As Ford and I walked into the hotel, the bellman said “and you’re…. Mr. Schlappig? Let me show you to check-in.” I was super impressed — this is something that has never happened before at a US property, but seems easy enough to execute, given that we arrived exactly when we said we would.
He brought us over to check-in, where the front office associate addressed me by name, and it was also the only time she addressed me by name. That’s because she spent the rest of the time talking to us like humans rather than reading off a script. The director of rooms came over to say hello and told us to let him know if we need anything.
I know everyone is different here, but I loved that the front office associate said “since you’re in a suite you receive butler service. Would you like a butler to show you up to your room?” This is the ultimate first world preference, but I wish all hotels with butler service would simply ask, because my answer 99% of the time is “no thank you.” Why? Because I find that initial interaction to usually be something like this scene from Curb Your Enthusiasm:
She said “great. Just remember that you get complimentary coffee or tea 24/7, and if you need help with anything else just dial the butler service.”

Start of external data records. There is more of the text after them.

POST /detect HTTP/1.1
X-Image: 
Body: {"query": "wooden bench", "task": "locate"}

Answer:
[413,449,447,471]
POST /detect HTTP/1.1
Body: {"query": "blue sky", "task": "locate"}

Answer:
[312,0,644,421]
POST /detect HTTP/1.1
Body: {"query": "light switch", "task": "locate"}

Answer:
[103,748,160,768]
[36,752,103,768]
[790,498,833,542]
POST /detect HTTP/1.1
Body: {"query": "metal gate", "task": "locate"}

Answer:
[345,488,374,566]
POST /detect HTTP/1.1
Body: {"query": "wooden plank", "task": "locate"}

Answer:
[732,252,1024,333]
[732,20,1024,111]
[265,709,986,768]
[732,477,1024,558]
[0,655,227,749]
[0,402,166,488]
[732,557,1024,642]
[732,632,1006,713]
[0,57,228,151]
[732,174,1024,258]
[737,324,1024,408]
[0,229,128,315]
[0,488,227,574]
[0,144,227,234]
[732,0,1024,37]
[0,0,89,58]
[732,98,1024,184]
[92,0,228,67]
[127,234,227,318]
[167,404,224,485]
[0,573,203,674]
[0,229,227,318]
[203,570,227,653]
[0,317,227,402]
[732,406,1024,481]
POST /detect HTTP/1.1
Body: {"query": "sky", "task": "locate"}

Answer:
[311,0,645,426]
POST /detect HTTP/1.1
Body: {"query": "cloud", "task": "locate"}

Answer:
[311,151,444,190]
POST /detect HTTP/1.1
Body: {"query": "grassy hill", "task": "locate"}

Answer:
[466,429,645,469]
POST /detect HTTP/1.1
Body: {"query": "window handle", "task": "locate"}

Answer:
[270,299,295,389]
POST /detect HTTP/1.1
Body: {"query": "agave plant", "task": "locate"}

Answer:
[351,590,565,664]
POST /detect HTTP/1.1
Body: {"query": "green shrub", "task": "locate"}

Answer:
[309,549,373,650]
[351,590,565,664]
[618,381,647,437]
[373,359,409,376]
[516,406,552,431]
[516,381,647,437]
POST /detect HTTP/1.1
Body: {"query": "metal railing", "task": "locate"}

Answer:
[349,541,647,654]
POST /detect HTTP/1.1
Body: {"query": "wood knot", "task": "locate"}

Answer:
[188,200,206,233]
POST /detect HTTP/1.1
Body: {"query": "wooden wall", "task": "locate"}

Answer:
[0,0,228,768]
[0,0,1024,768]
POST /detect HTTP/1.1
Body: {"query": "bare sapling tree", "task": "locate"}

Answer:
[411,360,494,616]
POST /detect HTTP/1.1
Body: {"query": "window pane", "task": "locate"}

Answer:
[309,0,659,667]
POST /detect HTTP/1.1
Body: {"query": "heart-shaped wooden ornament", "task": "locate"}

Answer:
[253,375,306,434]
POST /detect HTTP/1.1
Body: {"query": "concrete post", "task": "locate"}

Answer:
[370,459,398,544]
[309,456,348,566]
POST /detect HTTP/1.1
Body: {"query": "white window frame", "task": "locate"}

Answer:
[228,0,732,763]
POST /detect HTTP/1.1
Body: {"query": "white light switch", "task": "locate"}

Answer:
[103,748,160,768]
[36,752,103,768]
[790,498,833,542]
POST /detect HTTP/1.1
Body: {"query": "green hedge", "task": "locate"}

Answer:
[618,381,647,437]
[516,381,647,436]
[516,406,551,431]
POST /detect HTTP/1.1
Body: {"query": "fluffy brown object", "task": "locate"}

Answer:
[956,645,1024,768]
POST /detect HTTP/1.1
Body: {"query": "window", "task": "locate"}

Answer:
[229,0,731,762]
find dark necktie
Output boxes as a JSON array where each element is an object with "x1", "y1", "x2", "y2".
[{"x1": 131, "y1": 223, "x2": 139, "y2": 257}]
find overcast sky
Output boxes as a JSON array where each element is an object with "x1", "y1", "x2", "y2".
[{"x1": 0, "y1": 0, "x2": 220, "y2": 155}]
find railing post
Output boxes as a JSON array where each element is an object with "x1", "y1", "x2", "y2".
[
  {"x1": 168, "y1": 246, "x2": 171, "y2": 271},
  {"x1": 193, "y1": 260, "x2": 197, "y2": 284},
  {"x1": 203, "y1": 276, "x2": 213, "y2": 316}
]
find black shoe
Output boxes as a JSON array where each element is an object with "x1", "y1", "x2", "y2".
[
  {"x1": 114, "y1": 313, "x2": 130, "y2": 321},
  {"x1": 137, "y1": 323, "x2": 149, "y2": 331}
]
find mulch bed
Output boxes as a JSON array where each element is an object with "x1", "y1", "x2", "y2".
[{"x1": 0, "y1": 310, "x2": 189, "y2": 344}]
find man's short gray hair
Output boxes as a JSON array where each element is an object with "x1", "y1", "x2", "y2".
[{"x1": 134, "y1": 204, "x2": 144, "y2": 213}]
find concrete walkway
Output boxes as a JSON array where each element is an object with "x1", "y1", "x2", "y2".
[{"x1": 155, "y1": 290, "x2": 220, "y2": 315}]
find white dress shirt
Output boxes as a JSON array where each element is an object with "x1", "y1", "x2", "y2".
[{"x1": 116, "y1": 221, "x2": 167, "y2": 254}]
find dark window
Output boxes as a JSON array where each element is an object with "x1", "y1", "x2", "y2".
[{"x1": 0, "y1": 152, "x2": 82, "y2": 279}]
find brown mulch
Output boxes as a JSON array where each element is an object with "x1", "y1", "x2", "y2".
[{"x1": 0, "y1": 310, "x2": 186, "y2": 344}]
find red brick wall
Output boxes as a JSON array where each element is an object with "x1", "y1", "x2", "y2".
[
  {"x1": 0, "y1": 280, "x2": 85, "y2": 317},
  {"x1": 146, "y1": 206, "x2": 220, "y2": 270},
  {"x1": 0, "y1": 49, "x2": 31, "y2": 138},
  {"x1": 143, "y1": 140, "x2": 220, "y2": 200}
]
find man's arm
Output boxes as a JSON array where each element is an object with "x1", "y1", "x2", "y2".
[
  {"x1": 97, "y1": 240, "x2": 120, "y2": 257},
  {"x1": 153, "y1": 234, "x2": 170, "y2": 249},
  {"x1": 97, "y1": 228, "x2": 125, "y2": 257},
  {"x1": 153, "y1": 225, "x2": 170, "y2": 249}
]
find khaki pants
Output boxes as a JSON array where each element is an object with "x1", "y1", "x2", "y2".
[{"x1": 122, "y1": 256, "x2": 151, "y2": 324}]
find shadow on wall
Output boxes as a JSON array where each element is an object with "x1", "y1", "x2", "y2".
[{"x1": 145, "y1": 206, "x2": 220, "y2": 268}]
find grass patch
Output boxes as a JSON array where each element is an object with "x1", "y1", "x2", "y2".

Ford and I quickly dropped off our bags in the room, and then we returned downstairs to sightsee (Ford hasn’t been to San Francisco since he was a little kid). I had a rough idea of what we wanted to see, so as we walked outside the bellman Louie said “is there anything I can help arranging?” I said “nope, we’re just sightseeing a bit,” and he said “great, let me just give you a map and some bottled water.”
What’s my point with this post? Sometimes less is more, and it’s something a lot of hotels could learn from, in my opinion. Within the first 10 minutes of having checked in at the St. Regis I had already decided that the service was flawless ,because they were attentive, professional, and warm, without being over the top.
They realized that not everyone wants to be walked to their room by a butler and have him/her explain how the light switches work, not everyone wants to be addressed by name in every sentence, etc.
What’s funny is that all of the above seems very minor and simple — and it is. But in the US I find service like that at luxury hotels to be oh-so-rare.
So kudos to the St. Regis San Francisco on their employees, as this might just be my favorite US property in terms of service.
What “style” of service do you prefer at luxury hotels?